In seguito, Farian ha pubblicato un album dei veri cantanti, The Real Milli Vanilli, intitolato The Moment of Truth, mentre Rob e Fab hanno inciso un disco tutto loro: il numero complessivo di copie vendute probabilmente non arriva neppure a tre cifre. L’unico altro momento di gloria dei due dopo i Milli Vanilli è stato lo spot televisivo per un chewing gum, diffuso in frettissima appena dopo la revoca del Grammy, un gioiellino di comicità in cui Rob e Fab mimano un’aria operistica in playback.
Cadendo nel baratro, i Milli Vanilli si sono trascinati dietro la scena da Top 40 degli anni ’80. Si sono trasformati in un monito vivente contro il pop. Ci è voluto un decennio perché TRL, con Britney, i Backstreet Boys e gli NSYNC, riportasse in auge il suono dirty pop di cui i Milli Vanilli sono stati pionieri. Le radio avevano eliminato le loro hit dalla programmazione e questo, in parte, è il motivo per cui la colonna sonora di Monsters sta avendo un impatto così forte: la gente ascolta questi brani per la prima volta. E li apprezza.
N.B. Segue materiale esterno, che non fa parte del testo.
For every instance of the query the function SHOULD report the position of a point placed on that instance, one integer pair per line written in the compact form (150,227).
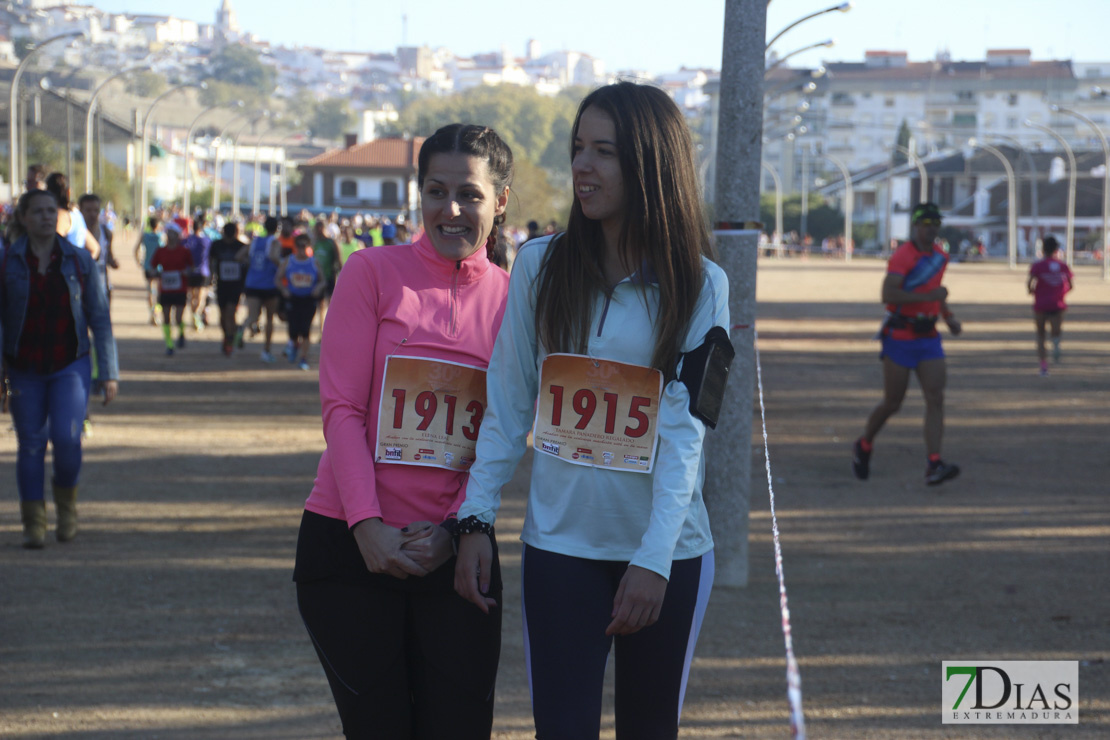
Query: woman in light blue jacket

La storia dei Milli Vanilli ricorda da vicino il modo in cui Monsters descrive Erik e Lyle: due fratelli prigionieri di una menzogna terribile, che non possono fidarsi di nessuno se non l’uno dell’altro, vulnerabili nonostante la facciata patinata. Sia i fratelli omicidi che i Milli Vanilli escogitano un piano per ingannare tutti, ma falliscono. Nonostante tutto il male che hanno fatto, è commovente la scena in cui i Menendez si lanciano un ultimo sguardo sulle note di Girl I’m Gonna Miss You, così come lo è vedere Fab, alla fine del documentario, che stupisce il pubblico di un festival suonando Blame It On the Rain in versione voce e chitarra, dal vivo.
In questo momento storico, in cui siamo tutti preoccupati all’idea del pop deepfake creato dall’intelligenza artificiale, nei Milli Vanilli c’è qualcosa di rassicurante e familiare. Rob e Fab avevano una vera personalità, sapete? Erano star, avevano senso dell’umorismo, fisicità, carisma. Si vedeva che erano partiti come amici e si intuiva anche che avevano un disperato bisogno d’attenzione, per come si mettevano in mostra in modo esagerato. I loro difetti, come tutto il resto, erano umani. Ecco perché finalmente i Milli Vanilli hanno acquistato un senso.